The church Boelter attended outside Minneapolis issued a statement Sunday condemning the shootings as “the opposite of what Jesus taught his followers to do.”

“This incident has devastated our church family and does not reflect our values or beliefs,” the Jordan Family Church said on its website, adding it was cooperating with law enforcement.

Seeking to reinvent himself

A married father with five children, Boelter and his wife own a sprawling 3,800-square-foot house on a large rural lot about an hour from downtown Minneapolis that the couple bought in 2023 for more than a half-million dollars.

He worked for decades in managerial roles for food and beverage manufacturers before seeking to reinvent himself in middle age, according to resumes and a video he posted online.

After getting an undergraduate degree in international relations in his 20s, Boelter went back to school and earned a master’s degree and then a doctorate in leadership studies in 2016 from Cardinal Stritch University, a private Catholic college in Wisconsin that has since shut down. While living in Wisconsin, records show Boelter and his wife Jenny founded a nonprofit corporation called Revoformation Ministries, listing themselves as the president and secretary.

After moving to Minnesota about a decade ago, Boelter volunteered for a position on a state workforce development board, first appointed by then-Gov. Mark Dayton, a Democrat, in 2016, and later by Democratic Gov. Tim Walz. He served through 2023.

In that position, he may have crossed paths with one of his alleged victims. Hoffman served on the same board, though authorities said it was not immediately clear how much the two men may have interacted.

Launching a security firm

Records show Boelter and his wife started a security firm in 2018. A website for Praetorian Guard Security Services lists Boelter’s wife as the president and CEO while he is listed as the director of security patrols. The company’s homepage says it provides armed security for property and events and features a photo of an SUV painted in a two-tone black and silver pattern similar to a police vehicle, with a light bar across the roof and “Praetorian” painted across the doors. Another photo shows a man in black tactical gear with a military-style helmet and a ballistic vest with the company’s name across the front.

In an online resume, Boelter also billed himself as a security contractor who worked oversees in the Middle East and Africa. On his trip to the Democratic Republic of Congo, he told Chris Fuller, a friend, that he had founded several companies focused on farming and fishing on the Congo River, as well as in transportation and tractor sales.

“It has been a very fun and rewarding experience and I only wished I had done something like this 10 years ago,” he wrote in a message shared with the AP.

But once he returned home in 2023, there were signs that Boelter was struggling financially. That August, he began working for a transport service for a funeral home, mostly picking up bodies of those who had died in assisted living facilities — a job he described as he needed to do to pay bills.
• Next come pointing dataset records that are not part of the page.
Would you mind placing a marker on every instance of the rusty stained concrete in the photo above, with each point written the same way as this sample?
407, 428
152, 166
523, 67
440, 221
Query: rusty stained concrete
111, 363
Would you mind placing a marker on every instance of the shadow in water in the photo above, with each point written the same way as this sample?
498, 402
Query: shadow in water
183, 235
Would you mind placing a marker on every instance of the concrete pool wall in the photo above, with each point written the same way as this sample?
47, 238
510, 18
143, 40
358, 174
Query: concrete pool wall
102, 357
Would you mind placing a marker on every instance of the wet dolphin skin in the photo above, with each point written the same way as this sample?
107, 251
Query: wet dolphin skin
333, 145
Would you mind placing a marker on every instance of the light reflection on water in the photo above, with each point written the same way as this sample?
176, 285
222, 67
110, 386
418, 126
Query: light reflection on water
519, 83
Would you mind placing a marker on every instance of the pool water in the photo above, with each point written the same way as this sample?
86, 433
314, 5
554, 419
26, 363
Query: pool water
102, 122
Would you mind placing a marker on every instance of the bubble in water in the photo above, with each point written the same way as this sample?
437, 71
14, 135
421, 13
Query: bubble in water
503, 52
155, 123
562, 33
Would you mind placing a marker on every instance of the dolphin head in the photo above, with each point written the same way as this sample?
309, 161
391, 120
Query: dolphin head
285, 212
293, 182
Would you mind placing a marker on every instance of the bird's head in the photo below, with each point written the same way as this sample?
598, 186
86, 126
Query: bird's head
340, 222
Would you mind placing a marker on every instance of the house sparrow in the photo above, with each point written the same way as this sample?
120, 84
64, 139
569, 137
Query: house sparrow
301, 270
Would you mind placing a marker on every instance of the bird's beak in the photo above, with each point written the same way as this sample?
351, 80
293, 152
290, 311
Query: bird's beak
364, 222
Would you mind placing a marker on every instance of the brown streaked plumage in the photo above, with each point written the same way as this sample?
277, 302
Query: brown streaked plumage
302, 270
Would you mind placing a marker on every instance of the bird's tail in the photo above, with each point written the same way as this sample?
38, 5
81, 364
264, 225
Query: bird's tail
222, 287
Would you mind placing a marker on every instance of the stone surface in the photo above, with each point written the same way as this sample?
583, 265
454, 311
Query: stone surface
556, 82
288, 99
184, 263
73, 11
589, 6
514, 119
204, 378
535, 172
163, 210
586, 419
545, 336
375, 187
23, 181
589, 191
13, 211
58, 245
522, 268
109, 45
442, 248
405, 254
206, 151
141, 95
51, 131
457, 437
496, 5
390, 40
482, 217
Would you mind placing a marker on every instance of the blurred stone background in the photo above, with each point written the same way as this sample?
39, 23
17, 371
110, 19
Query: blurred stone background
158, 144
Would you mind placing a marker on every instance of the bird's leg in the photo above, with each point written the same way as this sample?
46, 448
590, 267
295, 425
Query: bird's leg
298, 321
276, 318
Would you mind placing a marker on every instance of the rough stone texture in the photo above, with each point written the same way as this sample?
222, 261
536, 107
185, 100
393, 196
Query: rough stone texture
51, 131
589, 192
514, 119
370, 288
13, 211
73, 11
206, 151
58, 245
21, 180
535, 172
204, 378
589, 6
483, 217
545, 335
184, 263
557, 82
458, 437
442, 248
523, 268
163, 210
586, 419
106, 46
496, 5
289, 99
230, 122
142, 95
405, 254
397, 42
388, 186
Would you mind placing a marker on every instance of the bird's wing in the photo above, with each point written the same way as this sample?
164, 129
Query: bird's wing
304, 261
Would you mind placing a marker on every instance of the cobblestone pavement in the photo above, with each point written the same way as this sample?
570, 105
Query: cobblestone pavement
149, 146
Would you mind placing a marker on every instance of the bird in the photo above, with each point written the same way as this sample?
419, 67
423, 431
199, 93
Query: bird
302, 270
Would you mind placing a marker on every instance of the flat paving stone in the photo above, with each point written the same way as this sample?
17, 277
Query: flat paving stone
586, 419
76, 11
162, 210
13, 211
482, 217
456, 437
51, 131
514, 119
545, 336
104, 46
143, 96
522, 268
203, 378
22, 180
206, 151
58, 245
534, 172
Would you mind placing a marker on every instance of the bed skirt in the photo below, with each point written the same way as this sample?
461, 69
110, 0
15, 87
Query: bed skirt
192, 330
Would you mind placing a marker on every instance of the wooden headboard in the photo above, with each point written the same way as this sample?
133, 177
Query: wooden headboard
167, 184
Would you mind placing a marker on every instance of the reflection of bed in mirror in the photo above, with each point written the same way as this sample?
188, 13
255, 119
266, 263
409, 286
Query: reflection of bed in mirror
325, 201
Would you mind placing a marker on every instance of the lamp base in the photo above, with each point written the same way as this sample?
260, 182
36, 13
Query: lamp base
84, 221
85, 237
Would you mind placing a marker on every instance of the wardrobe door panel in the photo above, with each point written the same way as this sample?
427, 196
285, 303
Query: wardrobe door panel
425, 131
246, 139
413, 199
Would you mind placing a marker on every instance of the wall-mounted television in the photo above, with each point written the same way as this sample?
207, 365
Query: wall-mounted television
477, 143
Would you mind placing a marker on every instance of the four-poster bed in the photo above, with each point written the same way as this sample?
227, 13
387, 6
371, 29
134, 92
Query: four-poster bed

Tim Koch, the owner of Metro First Call, said Boelter “voluntarily left” that position about four months ago.

“This is devastating news for all involved,” Koch said, declining to elaborate on the reasons for Boelter’s departure, citing the ongoing law enforcement investigation.

Boelter had also started spending some nights away from his family, renting a room in a modest house in northern Minneapolis shared by friends. Heavily armed police executed a search warrant on the home Saturday.

‘I’m going to be gone for awhile’

In the hours before Saturday’s shootings, Boelter texted two roommates to tell them he loved them and that “I’m going to be gone for a while,” according to Schroeder, who was forwarded the text and read it to the AP.

“May be dead shortly, so I just want to let you know I love you guys both and I wish it hadn’t gone this way,” Boelter wrote. “I don’t want to say anything more and implicate you in any way because you guys don’t know anything about this. But I love you guys and I’m sorry for the trouble this has caused.”